2. Assuming “God hates Divorce” means that divorce is a sin
This one burns my buttons when it is misquoted and misused! I have heard so many times that ‘God hates divorce’. Most of the time this verse is used to heap shame and condemnation upon the victim of divorce. Typically, its quoted as a partial verse, alone and without the preceding texts which clarify exactly what God was trying to say. Consequently, I have decided to tackle this highly misquoted and misunderstood text of the Bible.
“The man who hates and divorces his wife,” says the LORD, the God of Israel, “does violence to the one he should protect,” says the LORD Almighty. So be on your guard, and do not be unfaithful. Mal 2:16 ESV
In order to understand Mal 2:16 I believe it is very important to read the entire chapter of Mal. 2, if not the entire book. God was giving a tongue lashing to the priests who had broken their covenant with God. He was also angry at the people who were participating in evil. The men of that day were divorcing their wives in order to marry heathen women. In public they were pretending to be loving and kind toward their spouses but in private they were abusing them. God was concerned that the women and children who were being divorced were being dealt with in an unfair and unkind manner. He wanted it to stop. He was tired of the husbands excuses and justifications for their actions. He got really mad when the men would then ask for His blessing and offer sacrifices when at home they were abusing their families.
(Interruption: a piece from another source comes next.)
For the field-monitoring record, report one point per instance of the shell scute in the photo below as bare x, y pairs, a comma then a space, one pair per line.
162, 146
It is very noteworthy to also understand that many translations of Mal 2:16 are mistranslated. Some Bible translations have started to fix the translation, but not all have do so yet. For a more complete understanding of how it has been mistranslated please go here https://www.crossway.org/blog/2005/08/faq-malachi-2-16-collins/
It is also noteworthy to recognize the many other places that warn us against violence, abuse, lying, and to stay away from dangerous people. God never condones violence in any form within a family relationship. He instructs, many times, against angering your children and hurting your wife.
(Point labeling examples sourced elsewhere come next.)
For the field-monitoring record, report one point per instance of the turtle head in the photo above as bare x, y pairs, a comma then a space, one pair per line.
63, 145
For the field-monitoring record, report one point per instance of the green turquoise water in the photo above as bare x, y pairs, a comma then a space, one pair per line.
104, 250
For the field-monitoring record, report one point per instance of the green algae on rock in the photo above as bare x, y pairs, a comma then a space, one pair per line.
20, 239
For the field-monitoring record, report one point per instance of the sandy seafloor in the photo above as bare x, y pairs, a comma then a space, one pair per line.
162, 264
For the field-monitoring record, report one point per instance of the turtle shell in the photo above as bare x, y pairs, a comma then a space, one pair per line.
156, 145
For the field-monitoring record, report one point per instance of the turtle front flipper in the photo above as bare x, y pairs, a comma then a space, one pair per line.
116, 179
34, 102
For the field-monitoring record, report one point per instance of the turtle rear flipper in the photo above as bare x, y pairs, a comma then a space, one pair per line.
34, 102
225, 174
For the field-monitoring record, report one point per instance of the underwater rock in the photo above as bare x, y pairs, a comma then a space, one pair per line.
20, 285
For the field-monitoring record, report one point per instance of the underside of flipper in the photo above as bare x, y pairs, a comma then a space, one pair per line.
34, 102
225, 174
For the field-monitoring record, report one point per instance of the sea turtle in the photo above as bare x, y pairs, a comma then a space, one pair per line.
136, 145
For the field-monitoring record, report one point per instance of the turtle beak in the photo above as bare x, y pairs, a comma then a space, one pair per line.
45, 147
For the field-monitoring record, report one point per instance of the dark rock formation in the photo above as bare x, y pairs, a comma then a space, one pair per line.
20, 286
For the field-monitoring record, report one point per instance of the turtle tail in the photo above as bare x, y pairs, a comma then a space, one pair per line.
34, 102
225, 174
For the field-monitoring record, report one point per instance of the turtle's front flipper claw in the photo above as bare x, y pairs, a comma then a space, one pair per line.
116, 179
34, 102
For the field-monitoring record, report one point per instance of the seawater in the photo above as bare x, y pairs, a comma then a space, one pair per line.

The Hebrew word for divorce has been historically difficult to translate and has resulted in 2 Jewish traditions. The Hebrew words, `erwath dabhar, on which a correct interpretation depends, are not easy to translate. The phrase troubled the Jewish rabbis of olden times, as it does Jewish and Christian commentators and translators in our day. When the Pharisees tried to entrap Jesus with discussion of divorce, he refused to side with either Jewish court and be trapped into agreeing with either side.
In 1 Corinthian 7:15, Paul addresses marriage and divorce. He gives guidelines to who can seek a dissolution and separation of their marriage. You can read more about this here #1 of 5 Mistakes the Church makes in Regard to Abuse
Add to all of this the many places where God directly addresses the attitudes and behaviors of violence, hatred, anger, selfishness and lying and it is very safe to say that God hates abuse enough to have provided a way of safety and escape for those who are victims. I believe when you read the Bible in its entirety and put together all the cohesive words regarding His will for marriage, it becomes very clear that an abusive marriage does not honor Him or glorify Him in anyway. His will is that his people would live in peace, be safe, kind and loving toward one another. Divorce is permitted (not required) in order to keep His people in safety as well as to end the dishonoring and unrepentant actions that do not reflect Gods love as a healthy marriage should. Divorce is not the unpardonable sin that many Christian churches make it out to be.
As Kevin DeYoung so ably puts it, “Every divorce is the result of sin, but not every divorce is sinful.”